Crowdsourcing is a remarkable method of creating win-win situations. In this case, crowdsourcing creates new ways for writers and businesses to work together cooperatively. By doing so both sides gain huge advantages simply unavailable elsewhere.
In the case of Blogmutt, here's how it works: Businesses come to Blogmutt and sign up to have a blog post written for them once per week. This is a slight twist on the classic kind of crowdsourcing knowledge work pioneered by, for example, 99designs. Instead of a one-time contest to find the right match of content and knowledge worker to a business, Blogmutt holds a weekly contest. The best blog post each week goes to the customer, but the post in second-place has a pretty good shot of winning the contest the next week.
A frequently updated blog will naturally steer more traffic to a company’s website. A blog is also the perfect platform for providing valuable information and relevant news to customers and potential customers. The problem is that most small business owners or marketing managers simply don’t have the time or the resources to keep their own blogs fresh.

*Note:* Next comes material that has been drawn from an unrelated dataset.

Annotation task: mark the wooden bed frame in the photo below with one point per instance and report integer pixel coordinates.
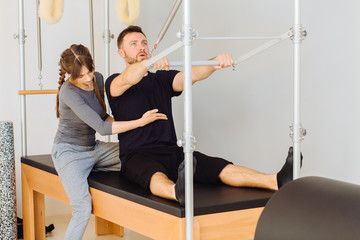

By enlisting Blogmutt’s services, these business owners gain access to an entire team of writers working hard to come up with blog posts just for them. The result of this collective effort is more ideas, more perspectives, and more quality content for their blog than they’d ever get from one individual writer. And since it’s an ongoing process involving feedback, they’ll get better and better posts as time goes on.
As a writer in the Blogmutt crowd — or “pack,” as we like to say around here — I win too. The crowdsourcing model provides a unique opportunity to do something I enjoy and improve my skills without giving up flexibility. I just don’t have room in my life for a bunch of tight deadlines and external pressure. Blogmutt gives me the chance to gain paid writing experience on my own schedule.
With a wide variety of clients to choose from, I get to learn and write about all sorts of interesting topics — but since I’m part of a crowd, I know that if I can’t come up with something for a particular client one week, another writer will step up to do it. I can also take time off without giving it a second thought. I write only as much as I want, but as it turns out, that’s quite a lot. My biggest problem now is carving out time to write more blog posts. Because the other “win” about writing for Blogmutt is that it’s just really, really fun.